Ahora me siento mal. Destrozado.
En momentos así uno se da cuenta de la fragilidad de la vida. De la inutilidad
de todo. Nos esforzamos en descubrir el sentido de la vida, y la conclusión es
que, sencillamente, no lo tiene.
Ya lo dijo Shakespeare, en Macbeth,
“La vida es una historia de ruido y furia, contada por un idiota”. Magro
consuelo.
Y, sin embargo, no hay nada más.
A partir de ahora, como goliardo vocacional que soy, “carpe diem”. A beber. A
comer. A follar todo lo que pueda.
en el colegio, con 8 o 9 años: Susana es la guapa niña de la esquina de la segunda fila. Yo, en la otra esquina, con jersey rojo, parezco espiarla desde lejos. Siempre fue igual.

Lo haré pensando en ti, Susana.
Perdurarás en mi recuerdo.

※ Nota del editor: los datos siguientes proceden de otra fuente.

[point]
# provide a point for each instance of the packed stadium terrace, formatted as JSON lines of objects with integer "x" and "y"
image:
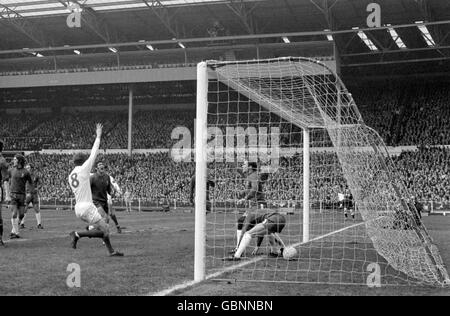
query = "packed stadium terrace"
{"x": 402, "y": 114}
{"x": 157, "y": 178}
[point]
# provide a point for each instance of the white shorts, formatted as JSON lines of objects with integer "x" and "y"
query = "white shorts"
{"x": 88, "y": 213}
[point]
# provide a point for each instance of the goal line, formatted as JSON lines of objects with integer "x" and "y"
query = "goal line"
{"x": 213, "y": 276}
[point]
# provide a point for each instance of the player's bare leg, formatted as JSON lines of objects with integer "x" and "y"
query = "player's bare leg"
{"x": 37, "y": 212}
{"x": 15, "y": 222}
{"x": 276, "y": 244}
{"x": 100, "y": 230}
{"x": 112, "y": 214}
{"x": 258, "y": 230}
{"x": 2, "y": 244}
{"x": 22, "y": 214}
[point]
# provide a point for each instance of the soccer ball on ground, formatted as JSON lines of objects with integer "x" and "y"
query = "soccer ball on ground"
{"x": 289, "y": 252}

Agarraré una cogorza en aquella bodega accesible de
la Avenida de la Costa a la que nunca nos decidimos a entrar. En tu honor, iré
el 10 de febrero, el día en que hubieses cumplido 48 años, y pienso emborracharme, te lo
juro.
Aunque lo que me duele, amiga querida, es que ya nunca podremos
acostarnos. Seguro, que tras tu timidez se escondía una formidable amante por
descubrir. Nunca lo sabré. Por gilipollas.

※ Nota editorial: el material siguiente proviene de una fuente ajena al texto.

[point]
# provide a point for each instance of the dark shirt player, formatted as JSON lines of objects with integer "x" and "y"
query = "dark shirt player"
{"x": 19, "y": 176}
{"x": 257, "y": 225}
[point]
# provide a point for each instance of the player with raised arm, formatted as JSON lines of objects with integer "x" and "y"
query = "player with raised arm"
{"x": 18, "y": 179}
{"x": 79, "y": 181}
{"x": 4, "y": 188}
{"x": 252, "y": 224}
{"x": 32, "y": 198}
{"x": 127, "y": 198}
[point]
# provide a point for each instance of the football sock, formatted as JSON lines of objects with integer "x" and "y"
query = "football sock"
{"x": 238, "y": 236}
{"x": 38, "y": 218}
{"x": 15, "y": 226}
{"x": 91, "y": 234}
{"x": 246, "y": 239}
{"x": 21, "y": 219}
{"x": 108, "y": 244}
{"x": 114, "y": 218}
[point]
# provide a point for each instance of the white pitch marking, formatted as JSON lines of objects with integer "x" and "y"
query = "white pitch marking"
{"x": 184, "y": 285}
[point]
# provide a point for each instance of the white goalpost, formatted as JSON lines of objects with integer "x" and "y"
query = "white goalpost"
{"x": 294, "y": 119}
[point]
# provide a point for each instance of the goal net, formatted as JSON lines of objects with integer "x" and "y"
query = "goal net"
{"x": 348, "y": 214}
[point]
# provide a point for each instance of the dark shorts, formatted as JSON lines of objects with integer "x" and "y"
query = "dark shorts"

Tu hermana me contó que te habías ido a Madrid hará cosa de un mes, a recorrer los museos y teatros que no tenemos en Asturias, aprovechando el "puente" de difuntos (toda una premonición) y que allí, de repente, sin avisar, te sorprendió la muerte. Seguro que, frágil y leve como eras, algún clemente viento de componente este te habrá arrastrado ya hacia esa martirizada Grecia que tanto amabas, y allí, nos esperarás para siempre, en el Parnaso donde ya estarás al lado de tu admirado Julio Cortázar, disfrutando de cronopios y famas para la etenidad , como mereces.

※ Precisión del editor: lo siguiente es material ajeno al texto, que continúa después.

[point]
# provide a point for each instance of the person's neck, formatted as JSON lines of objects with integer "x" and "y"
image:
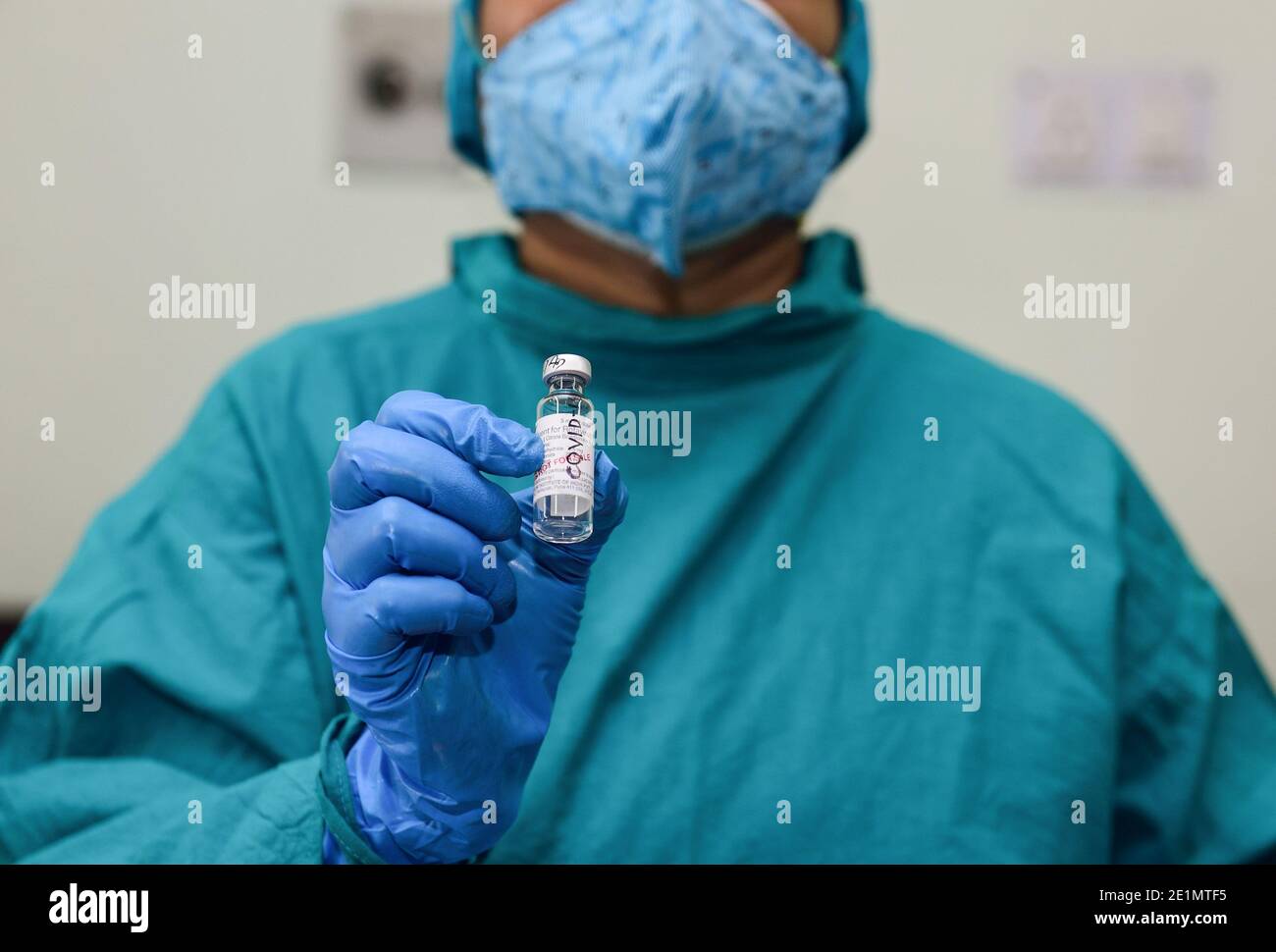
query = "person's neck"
{"x": 749, "y": 270}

Recuerdo con desazón la última vez que te vi. Habías venido a visitarme a la "resi". Tomamos vinos, y "picamos" algo. Estaba decidido a preguntarte por la extraña razón que, conociéndonos desde hacía tanto tiempo, y siendo buenos amigos, nos impedía darnos un simple beso. En el indicador de la parada caían, inexorables, los minutos que faltaban para que llegase el autobus. Al final, este asomó por la esquina. Yo te miré. Y, sin decir nada más, como siempre, te dejé ir. "Hasta la próxima", pensé.
Nunca te volvería a ver. Nunca sabría a que sabe tu piel. Ahora llevo una semana en que las lágrimas no cesan de correr.
Un beso eterno, amiga (y nada casto, que ya está uno cansado de hacer el idiota).